Letter from the Chair (Winter/Spring 2015)

This has been an incredibly busy time for Computer Science, with a number of very exciting new endeavors. First and foremost, plans are moving ahead to become an independent college. It was only a few years ago that we announced that we were a School of Computer Science within the College of Natural Sciences. That step increased our independence, but we viewed it as only a steppingstone to become a truly independent college. As we repeatedly demonstrated our ability to function as an independent unit and as the importance and centrality of computing has become ever more apparent, the university administration has joined us in advocating for a College of Information and Computer Sciences (CICS, pronounced "kicks" as in "kicks butt"). As we have presented our case before a number of faculty senate committees and councils, I have been pleasantly surprised by the overwhelming support we have received. It is clear that faculty across campus realize the potential impact computing can have on their disciplines and look forward to developing even more interactions with us. We still have a few more hurdles before the decision is final, but it appears that September 1, 2015 will be the inaugural date for the new college. There are many people to thank for pushing this forward. Our Strategic Planning Committee has been working on this for over a decade. Although many people have been involved, Professors Rick Adrion, Bruce Croft, Jim Kurose, and Lee Osterweil have devoted considerable energy to make this happen. Dean Steve Goodwin, the dean of the College of Natural Sciences, has also been a strong advocate, recognizing that although CNS will become smaller, the University will benefit overall.
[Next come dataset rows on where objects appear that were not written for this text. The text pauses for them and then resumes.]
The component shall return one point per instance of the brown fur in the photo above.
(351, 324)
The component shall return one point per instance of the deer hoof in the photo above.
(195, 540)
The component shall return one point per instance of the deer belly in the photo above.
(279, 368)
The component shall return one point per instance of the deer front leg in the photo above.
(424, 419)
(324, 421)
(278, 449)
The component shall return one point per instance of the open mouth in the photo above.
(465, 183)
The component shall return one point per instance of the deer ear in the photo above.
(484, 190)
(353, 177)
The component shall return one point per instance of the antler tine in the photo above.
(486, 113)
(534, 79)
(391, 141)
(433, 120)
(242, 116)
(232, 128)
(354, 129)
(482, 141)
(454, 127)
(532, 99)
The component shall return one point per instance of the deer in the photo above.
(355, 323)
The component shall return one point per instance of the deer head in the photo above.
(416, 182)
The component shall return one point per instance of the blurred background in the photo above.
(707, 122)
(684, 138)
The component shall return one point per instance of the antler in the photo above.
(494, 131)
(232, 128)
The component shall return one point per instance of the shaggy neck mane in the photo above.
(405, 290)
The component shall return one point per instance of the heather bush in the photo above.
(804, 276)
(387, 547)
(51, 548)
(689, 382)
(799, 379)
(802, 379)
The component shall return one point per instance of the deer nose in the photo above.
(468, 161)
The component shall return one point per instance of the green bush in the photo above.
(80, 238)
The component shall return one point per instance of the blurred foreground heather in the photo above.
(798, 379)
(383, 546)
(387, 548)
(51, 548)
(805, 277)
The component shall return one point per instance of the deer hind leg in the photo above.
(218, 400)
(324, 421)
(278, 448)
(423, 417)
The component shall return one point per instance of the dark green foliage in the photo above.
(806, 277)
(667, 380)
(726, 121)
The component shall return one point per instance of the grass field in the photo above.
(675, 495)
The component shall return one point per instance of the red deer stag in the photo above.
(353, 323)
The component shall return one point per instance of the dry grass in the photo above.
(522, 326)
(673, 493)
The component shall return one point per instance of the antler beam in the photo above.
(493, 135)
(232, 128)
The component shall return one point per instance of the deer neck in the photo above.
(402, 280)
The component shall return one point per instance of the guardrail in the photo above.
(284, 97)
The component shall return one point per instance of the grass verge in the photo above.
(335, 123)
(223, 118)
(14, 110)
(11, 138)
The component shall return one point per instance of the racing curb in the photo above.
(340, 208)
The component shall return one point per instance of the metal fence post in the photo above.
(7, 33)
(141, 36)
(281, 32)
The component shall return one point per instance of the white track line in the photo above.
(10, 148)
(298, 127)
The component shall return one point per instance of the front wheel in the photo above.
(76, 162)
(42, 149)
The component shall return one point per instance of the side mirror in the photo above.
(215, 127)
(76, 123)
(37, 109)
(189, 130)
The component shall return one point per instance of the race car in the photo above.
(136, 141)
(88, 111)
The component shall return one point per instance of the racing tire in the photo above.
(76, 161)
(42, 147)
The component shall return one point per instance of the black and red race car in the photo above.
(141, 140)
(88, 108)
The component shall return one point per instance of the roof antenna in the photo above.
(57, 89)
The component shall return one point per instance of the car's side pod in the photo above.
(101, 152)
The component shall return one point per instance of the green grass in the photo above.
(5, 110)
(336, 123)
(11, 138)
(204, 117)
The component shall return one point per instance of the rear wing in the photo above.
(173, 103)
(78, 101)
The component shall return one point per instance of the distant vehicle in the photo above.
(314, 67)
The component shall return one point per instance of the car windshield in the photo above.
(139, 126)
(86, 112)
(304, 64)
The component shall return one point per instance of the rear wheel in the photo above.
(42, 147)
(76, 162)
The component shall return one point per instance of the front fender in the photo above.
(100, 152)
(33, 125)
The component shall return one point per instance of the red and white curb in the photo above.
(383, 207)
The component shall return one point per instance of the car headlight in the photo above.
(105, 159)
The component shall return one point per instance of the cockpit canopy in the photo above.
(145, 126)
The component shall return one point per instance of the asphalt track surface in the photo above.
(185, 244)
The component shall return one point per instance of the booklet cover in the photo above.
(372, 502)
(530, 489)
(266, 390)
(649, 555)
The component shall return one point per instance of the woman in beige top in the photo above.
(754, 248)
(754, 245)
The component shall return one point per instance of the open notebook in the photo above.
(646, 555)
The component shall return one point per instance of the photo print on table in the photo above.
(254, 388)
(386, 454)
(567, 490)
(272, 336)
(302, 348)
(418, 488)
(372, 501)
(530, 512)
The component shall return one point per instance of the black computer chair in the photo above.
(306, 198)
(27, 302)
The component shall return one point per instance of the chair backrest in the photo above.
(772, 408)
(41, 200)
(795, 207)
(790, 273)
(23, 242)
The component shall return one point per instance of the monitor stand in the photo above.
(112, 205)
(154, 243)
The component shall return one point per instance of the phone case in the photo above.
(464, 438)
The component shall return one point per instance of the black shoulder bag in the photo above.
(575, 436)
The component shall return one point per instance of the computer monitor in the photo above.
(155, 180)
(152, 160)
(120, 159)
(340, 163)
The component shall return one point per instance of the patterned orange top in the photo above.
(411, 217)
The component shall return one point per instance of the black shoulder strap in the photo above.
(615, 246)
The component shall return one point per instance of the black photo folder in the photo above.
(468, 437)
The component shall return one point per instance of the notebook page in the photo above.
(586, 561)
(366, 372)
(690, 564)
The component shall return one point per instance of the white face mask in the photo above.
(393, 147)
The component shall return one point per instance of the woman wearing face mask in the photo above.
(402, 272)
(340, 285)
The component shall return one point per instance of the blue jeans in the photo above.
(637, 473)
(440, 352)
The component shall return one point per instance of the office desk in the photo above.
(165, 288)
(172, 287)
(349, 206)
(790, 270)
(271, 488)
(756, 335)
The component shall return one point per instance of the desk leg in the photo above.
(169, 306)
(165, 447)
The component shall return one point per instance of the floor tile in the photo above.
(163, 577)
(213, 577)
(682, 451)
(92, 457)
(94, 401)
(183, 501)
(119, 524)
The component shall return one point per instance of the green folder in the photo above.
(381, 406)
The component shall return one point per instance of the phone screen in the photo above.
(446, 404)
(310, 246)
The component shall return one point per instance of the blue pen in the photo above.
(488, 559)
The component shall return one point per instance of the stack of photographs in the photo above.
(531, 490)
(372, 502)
Also, the support of Chancellor Kumble Subbaswamy and Provost Katherine Newman has been vitally important. I'm writing this column before the Board of Trustees will actually vote on our collegehood proposal, but if you are reading it, the vote was positive!

Another new initiative is the Center for Data Science, which is being led by Professor Andrew McCallum and will have a kickoff workshop on April 9th. This center will be a catalyst for research and industrial interactions, emphasizing the investigation and development of new approaches for decision-making based on the analysis of large data sets. The opportunities for applying data analytics are exploding as companies and researchers uncover a treasure-trove of computer processible data that, with new and emerging techniques, can now be analyzed to provide new insights and improved decision making. In addition to synergizing research activities, the Data Science Center will be the impetus for a number of new educational programs. In addition to our Data Science Track and the Information Retrieval and Search Track in our undergraduate B.S. program, we expect to offer an M.S. degree with an emphasis on Data Science. Although we have over two-dozen faculty with research interests related to this area, we will be adding new faculty in this important, emerging area to address the broad range of concerns and student interests.

As you read this newsletter, you'll see that many of our faculty received important recognitions over the last half year. A special congratulations to Professor Jim Kurose, however, who has been selected to serve as assistant director for the Directorate for Computer and Information Science and Engineering (CISE) of the National Science Foundation (NSF). Although the title is "assistant" director, this is a very high-level position that influences the research direction of the NSF. As reported in the Winter/Spring newsletter issue, Jim has already testified before Congress. I can't think of a more energetic, articulate, and knowledgeable person to advocate for and represent computing at the NSF. We wish Jim the very best (but look forward to his return in three years).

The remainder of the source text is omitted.